Müşteki Osman Şaş, Türk Patent Enstitüsü'ne 2011 yılında "İstikbal Osman Şaş Sucukları" markasıyla başvuruda bulunduğunu ve kabul edildiğini söyledi.
Üretime başladıklarını ve sonrasında Boydak Grubu tarafından baskı gördüklerini iddia eden Şaş, "Üretim ortağımız firmaya ve mal aldığımız firmalara bizimle çalışmaları yönünde baskı yaptılar. Biz emniyete şikayette bulunduk. Gasp büroda ifade verdik. Gasp büro müdürü 'Boydakları buraya getirmek zannettiğiniz kadar kolay değil.' dedi. Nereye başvurduysak bir sonuç alamadık. Avukatımıza bile baskı yaptılar." dedi.
Tutuklu sanık Memduh Boydak ise Şaş'ın suçlamaları karşısında "Bunlara baskı yapanın Allah belasını versin. 'Boydaklar bize baskı yaptı.' diyorlar. Kim yapmış, isim verebiliyorlar mı?" diye konuştu.
Müşteki sanık Yılmaz Akansu da fakir çocukları okutabilmek için Kılıçarslan Eğitim Vakfını kurduklarını ve Yönetim Kurulu Başkanı olarak görev yaptığını dile getirdi.
Kendi döneminde vakfın taşınmazlarının para karşılığında kiraya verilmediğini iddia eden Akansu, "Ben yaşımdan dolayı vakfa çok sık gidemiyordum. Alınan kararlar hakkında bilgi istedim, vermediler. Kararlara imzamı atmışlar. İmzamı atanlar hakkında davacıyım. Vakfın verdiği burslardan benim haberim yok." ifadelerini kullandı.
Akansu, ayrıca "Ben FETÖ üyesi değilim. Allah belasını versin onun. Yüzünü bile görmedim. Biz hayırseverlik için yaptık bu işleri. Serhat Dershanesinin kullandığı binayı vakıf olarak aldık. Dershaneye kiraya verdik ama karşılığında para almadık." değerlendirmelerini paylaştı.
Müşteki İsmail Yükseker ise eşi adına üniversite öğrencilerinin kalması için bir yurt yaptırmayı düşündüğü dönemde örgütün "il imamı" olduğu iddia edilen Sıtkı Baş'ın "Madem yurt yaptıracaksın bizim de arsamız var. O zaman bu yurdu gel, bizim arsamıza yap." dediğini aktardı.

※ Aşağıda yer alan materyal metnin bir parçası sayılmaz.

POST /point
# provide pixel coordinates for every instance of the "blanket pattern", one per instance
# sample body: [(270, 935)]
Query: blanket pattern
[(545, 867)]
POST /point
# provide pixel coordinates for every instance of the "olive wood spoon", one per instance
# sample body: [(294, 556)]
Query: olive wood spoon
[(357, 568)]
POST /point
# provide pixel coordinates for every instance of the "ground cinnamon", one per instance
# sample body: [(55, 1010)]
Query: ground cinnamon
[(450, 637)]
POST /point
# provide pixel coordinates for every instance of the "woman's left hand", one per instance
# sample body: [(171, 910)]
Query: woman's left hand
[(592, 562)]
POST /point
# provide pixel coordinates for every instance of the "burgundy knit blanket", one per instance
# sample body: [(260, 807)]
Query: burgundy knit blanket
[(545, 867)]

Yurdu yaptırdıktan sonra 17-25 Aralık olaylarının yaşandığını ve örgütle ilişiğini kestiğini vurgulayan Yükseker, "7 Haziran seçimleri öncesinde Kayseri'ye gelen Cumhurbaşkanımıza bir mektup ilettim. Yaptırdığım yurda devletin el koymasını istedim. 'Beni bu örgütten kurtarın' dedim. Ben 2010 yılına kadar sohbetlere katıldım." şeklinde konuştu.
Müşteki Cemil Görücü de tutuklu sanık Hamdi Kınaş'ın sahibi olduğu şirketle daire karşılığında bir iş yaptığını ancak işi bitirmesine rağmen dairesinin tapusunun kendisine verilmediği savundu.
Karşılıklı dava sürecinin başladığını kaydeden Görücü, "Şirketin satın alma müdürü tutuksuz sanık Erkan Yıldız'dan şikayetçi değilim. Yıldız sadece Kınaş'ın burs talebini bana iletti. Ben de burs talebini kabul ettim. Alacaklarımdan kesilecekti. Şikayetçi değilim." dedi.
"Dini duygularımı istismar eden herkesten şikayetçiyim." diyen müşteki Mehmet Salih Keskin de Kılıçarslan Eğitim Vakfına burs başvurusu yaptığını, talebinin kabul edildiğini ancak kaldığı evdeki 'ev abisinin' bursun yattığı hesap kartını kendisinden aldığını söyledi.
Burs çıktıktan bir yıl sonra kaldığı evden ayrıldığına dikkati çeken Keskin, "Burs yatmaz diye evden çıkarken kartımı istemedim. Burada yargılanan kimseyi tanımıyorum. O yüzden buradakilerden davacı değilim. Sadece 'Hilmi' kod adlı ev abisinden şikayetçiyim." şeklindeki görüşlerini dile getirdi.
"Kendini ayetler okuyarak haklı çıkarmaya çalıştı"
Müşteki Ömer Koçak ise 2012-2013 eğitim yılında FETÖ evlerinde kaldığını bildirdi. "Türkçe Olimpiyatlarıyla Türkçeyi dünyaya yaydıklarını düşündüğüm için ben de o evlerde kaldım. Evlerde kalıp dine hizmet etmek istedim." şeklinde konuştu.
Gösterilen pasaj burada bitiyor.